We seem to have no idea what we have given up by centralizing production, service, education, occupation (and apparently, even thought).
This woman posts her garbage on a regular basis, and it’s the same every time. She is against ALL of us. I have a friend who is a raw milk drinker, and she says a good deal of it is because she’s lazy, and doesn’t want to have to do anything to the milk. We don’t tease each other, and share a lot of things in common. The two cows she has came from me. She lost her Jersey shortly after I met her, and wanted a replacement. She feels she’s okay with drinking milk from cows she knows (shhhhh, don’t tell anyone, but she has come over here before when I have leftover milk from the cheesemaker’s pick up, since they can only use a certain amount. Most of the time it’s just the butterfat, because the cow that is lactating, doesn’t have much).
I don’t agree with the double standard either. I think, feel, believe… (gee, what word should I use? I have to be *careful* of that one) that EVERYONE should be free to drink their milk however damn way they want. I know of a state that tried to pass a bill where NO RAW MILK was to be fed to ANY species. It didn’t matter if it was calves, goats, humans, or even chickens. Good thing it didn’t pass.
Ack. No. I think he presents some good information sometimes, or used to, but I haven’t watched any of his vid’s for a long time because he just got a LITTLE too over-the-top for me. When people get as carried away as he does, it tends to take away from the message no matter how good the message, IMO. But that’s just me. I like energy and enthusiasm, don’t get me wrong, but he’s just kinda sorta out there sometimes. I feel the same about several other “activists”, even though some of their messages probably have excellent content. I haven’t had a chance to view the vid you posted yet, but after I get my weekend shopping done, I intend to watch it later today. I agree with you about the DEA, DOJ, and all the rest of the agencies on down the line. Corrupt, I think, is the proper word for their ambitious agenda, mostly with the blessing of their superiors, who are also corrupt.
It reminds me of the time I watched an interview with him and Piers Morgan. It had to do with gun control, and Alex jumped out of his chair.
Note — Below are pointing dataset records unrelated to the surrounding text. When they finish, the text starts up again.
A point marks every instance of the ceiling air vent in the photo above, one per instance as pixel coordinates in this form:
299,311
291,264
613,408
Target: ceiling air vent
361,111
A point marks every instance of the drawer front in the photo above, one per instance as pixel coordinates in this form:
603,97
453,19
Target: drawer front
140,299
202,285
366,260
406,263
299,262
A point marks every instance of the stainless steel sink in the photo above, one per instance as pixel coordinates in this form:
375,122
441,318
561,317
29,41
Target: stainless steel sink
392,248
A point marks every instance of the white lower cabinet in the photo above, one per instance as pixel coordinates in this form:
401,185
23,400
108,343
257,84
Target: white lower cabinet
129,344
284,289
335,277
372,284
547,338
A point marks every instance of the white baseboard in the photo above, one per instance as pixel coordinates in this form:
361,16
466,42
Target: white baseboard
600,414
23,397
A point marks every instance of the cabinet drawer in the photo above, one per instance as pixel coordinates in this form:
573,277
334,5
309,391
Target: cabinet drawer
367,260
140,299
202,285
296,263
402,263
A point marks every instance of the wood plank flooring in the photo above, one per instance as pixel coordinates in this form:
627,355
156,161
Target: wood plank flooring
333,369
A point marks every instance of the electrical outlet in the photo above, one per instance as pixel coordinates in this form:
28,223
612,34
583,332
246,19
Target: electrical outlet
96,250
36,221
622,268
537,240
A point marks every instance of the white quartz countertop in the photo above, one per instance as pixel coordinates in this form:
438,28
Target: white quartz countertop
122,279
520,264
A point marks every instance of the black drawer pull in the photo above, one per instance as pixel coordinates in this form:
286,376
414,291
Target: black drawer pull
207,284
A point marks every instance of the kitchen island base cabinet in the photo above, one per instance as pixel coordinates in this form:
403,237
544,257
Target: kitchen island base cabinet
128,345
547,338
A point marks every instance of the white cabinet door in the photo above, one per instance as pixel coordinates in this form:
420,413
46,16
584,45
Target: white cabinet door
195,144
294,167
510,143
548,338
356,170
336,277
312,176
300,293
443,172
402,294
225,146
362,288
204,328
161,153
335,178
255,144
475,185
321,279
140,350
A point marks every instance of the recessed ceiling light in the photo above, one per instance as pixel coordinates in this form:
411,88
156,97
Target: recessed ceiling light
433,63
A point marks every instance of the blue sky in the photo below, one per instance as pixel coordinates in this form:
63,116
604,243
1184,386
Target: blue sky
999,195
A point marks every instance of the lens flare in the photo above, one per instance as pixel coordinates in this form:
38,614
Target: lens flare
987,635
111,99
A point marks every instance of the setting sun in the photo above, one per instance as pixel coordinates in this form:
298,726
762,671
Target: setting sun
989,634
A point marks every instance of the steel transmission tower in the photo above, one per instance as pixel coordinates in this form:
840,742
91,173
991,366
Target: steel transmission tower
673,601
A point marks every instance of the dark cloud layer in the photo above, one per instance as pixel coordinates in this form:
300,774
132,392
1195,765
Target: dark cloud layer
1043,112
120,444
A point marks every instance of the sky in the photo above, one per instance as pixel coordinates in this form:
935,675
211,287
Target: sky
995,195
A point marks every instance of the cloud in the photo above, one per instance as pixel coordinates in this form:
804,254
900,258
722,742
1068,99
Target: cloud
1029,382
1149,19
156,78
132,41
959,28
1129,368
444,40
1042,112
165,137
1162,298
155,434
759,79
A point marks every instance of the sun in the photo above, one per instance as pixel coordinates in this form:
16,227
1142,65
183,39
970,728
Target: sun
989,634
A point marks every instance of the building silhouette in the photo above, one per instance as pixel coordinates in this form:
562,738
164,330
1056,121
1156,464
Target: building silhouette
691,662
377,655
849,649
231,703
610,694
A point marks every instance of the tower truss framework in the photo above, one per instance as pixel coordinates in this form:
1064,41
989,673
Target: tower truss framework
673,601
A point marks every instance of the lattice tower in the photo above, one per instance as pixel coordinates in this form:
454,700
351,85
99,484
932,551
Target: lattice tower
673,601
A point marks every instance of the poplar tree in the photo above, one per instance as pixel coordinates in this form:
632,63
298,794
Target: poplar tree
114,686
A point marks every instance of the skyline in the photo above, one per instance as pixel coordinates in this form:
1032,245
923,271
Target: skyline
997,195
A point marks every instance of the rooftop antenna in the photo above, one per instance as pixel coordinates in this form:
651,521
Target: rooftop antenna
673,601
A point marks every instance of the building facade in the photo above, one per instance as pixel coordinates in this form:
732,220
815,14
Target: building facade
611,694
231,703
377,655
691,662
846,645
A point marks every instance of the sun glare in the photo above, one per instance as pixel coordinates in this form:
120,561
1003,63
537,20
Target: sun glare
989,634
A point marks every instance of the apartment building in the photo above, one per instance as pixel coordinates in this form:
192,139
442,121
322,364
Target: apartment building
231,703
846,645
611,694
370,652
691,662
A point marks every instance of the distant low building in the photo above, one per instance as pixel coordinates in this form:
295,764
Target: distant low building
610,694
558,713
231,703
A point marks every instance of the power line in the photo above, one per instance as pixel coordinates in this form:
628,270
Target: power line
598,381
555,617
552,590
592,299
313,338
I thought he was going to strangle Piers. While I thought it was funny, I felt the same way you did. Kinda damaged his credibility. Then, I saw basically the same type of interview, only this time, it was Ted Nugent. Piers fired all kinds of shots at Ted, who held his composure, and didn’t give Piers any more ammo. Sharp contrast between Ted and Alex.
I can get a little over the top, too, but then again, I’m not in the public eye. I can get highly animated in front of my friends and family, but they understand me, and where I’m coming from. Key difference is, I’m totally aware of what I’m doing. It’s one of those “Don’t piss me off. You know how I get”.